Soviet politician (1908–1993)

Vladimir Fyodorovich Promyslov (Владимир Фёдорович Промыслов; 28 August 1908 – 22 May 1993) was a Soviet politician. He served as the Mayor of Moscow between 1963 and 1986 and was succeeded by Valery Saykin.

== Life and career ==
Promyslov was born in Kabuzhskoye, Kolomensky Uyezd.

A professional builder, Promyslov graduated from Moscow Construction Engineering Institute, and was appointed head of the Moscow construction department by Nikita Khrushchev.

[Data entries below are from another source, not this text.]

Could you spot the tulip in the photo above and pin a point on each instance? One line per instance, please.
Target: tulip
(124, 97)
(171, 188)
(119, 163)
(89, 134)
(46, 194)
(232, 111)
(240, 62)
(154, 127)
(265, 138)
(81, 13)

In 1963 he was appointed chairman of the Moscow Executive Committee, a position equivalent to that of Mayor. During his term the Ostankino Tower, the Rossiya Hotel, and dozens of new subway stations were built. In 1980 Moscow hosted the 1980 Summer Olympics, and several sport venues were constructed for it, among them the Luzhniki Stadium and the Olympic Stadium.

Promyslov also oversaw the completion of the administrative subdivisions reform, which divided Moscow into 20 raions. This reform is now considered unsuccessful and was reverted during the 1990s.

He died in Moscow, and was buried at the Troyekurovskoye Cemetery.